Sesungguhnya shalat itu menetapkan hati, menundukkan diri, merendahkan hati, meratapi batin, menyesali diri. Dan engkau meletakkan kedua tanganmy seraya membaca: Allaahumma, Allaahumma, barangiapa tidak berbuat demikian, maka shalatnya itu penuh kekurangan.”

    1. Imam Nasa’i, meriwayatkan hadits Rasul saw. sbb.:

Berapa banyak orang yang mengerjakan shalat tetapi hanya memperoleh rasa letih dan payah dari shalatnya.”

    1. Sungguh, disyari’atkannya shalat itu bukanlah karena dzahir-rupanya belaka, melainkan lebih jauh dari itu disyari’atkannya shalat karena mengingat jiwanya yang begitu mendalam.

  1. Shalat yang Baik

Shalat yang baik (ihsan shalat), menurut Sidi Gazalba dibedakan menjadi dua batasan:

    1. Batasan pertama, mengerjakan rukun-rukun shalat yang diwajibkan; dengan mengerjakan apa-apa yang minimal diwajibkan itu seseorang telah dipandang shalat; apabila kurang daripada itu shalatnya tidak ah, orang itu dipandang belum mendirikan shalat.

    1. Batasan kedua, mengerjakan sunat-sunat shalat, dan mewujudkan khusyu’; dengan mengerjakan itu seseorang dipandang menyempurnakan shalat, sehingga makna dan hikmah shalat tercapai.

Shalat yang baik itu meliputi tindakan batin dan lahir. Hal ini sejalan dengan hadits Rasul saw. di atas. Menurut Imam Ghazaly, ihsan shalat itu membentuk khusyu’ yaitu mengakui kekuasaan Tuhan dan tunduk kepadaNya. Bila pengakuan telah ada padanya maka tidak ada yang berat dilakukan, semuanya menjadi ringan. Untuk dapat membentuk khusyu’, seperangkat yang dhahir beserta gerakan-gerakannya serta seperangkat batin dengan niat ikhlas dan kehadiran hati, semua tertuju untuk mengingat dan menghadap Allah.
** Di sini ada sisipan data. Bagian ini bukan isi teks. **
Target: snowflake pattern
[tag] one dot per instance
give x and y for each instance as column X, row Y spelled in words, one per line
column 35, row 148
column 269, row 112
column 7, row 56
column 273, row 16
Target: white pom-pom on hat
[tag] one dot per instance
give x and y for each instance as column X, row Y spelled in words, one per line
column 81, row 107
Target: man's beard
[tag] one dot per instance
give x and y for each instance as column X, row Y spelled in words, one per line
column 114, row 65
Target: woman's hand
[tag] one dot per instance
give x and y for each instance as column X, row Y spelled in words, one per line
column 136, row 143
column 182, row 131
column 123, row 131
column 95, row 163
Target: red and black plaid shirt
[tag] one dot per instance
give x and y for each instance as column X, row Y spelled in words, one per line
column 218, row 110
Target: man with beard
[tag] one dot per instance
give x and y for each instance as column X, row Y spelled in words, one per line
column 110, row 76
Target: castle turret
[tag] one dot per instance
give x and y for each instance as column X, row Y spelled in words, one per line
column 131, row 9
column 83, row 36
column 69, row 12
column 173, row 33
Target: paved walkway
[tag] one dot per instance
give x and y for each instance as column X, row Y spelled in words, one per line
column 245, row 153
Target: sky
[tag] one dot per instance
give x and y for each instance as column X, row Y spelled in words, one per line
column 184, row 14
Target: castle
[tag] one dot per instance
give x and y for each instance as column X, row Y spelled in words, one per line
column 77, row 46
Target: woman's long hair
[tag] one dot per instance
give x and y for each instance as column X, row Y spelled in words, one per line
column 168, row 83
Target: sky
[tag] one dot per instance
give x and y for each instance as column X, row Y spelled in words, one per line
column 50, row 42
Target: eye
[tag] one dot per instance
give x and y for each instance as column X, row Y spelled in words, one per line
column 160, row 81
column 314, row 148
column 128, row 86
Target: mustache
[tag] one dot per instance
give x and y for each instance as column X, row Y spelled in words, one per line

Orang yang dapat mengerjakan shalat dengan khusyu’ dapat memberikan atsar (bekas) kekhusyu’annya dalam kehidupan sehari-hari, seperti selalu melakukan perbuatan sesuai dengan ajaran Islam, hatinya tenang dan tenteram, tidak pernah berkeluh-kesah, menghindari perbuatan yang keji dan munkar, dll.

Berbeda dengan shalat yang khusyu’, shalat yang lalai adalah shalat yang dikerjakan tanpa melahirkan atsar yang baik, kecuali rasa letih dan payah. Hal ini terjadi karena, tiadanya kemantapan hati tatkala shalat, jasmani dan gerakan-gerakannya melakukan shalat tetapi tidak disertai dengan ketetapan hati dan konsentrasi pikiran. Shalat dikerjakan tanpa kesadaran penuh. Maka, wajar apabila shalat yang dikerjakan tidak menjiwai kehidupan orang-orang yang lalai.



* Penulis: Ahmad Rohani HM. Materi Khutbah ini ditulis untuk Masjid al Maghfiroh Kartasura, 9 Juni 2009.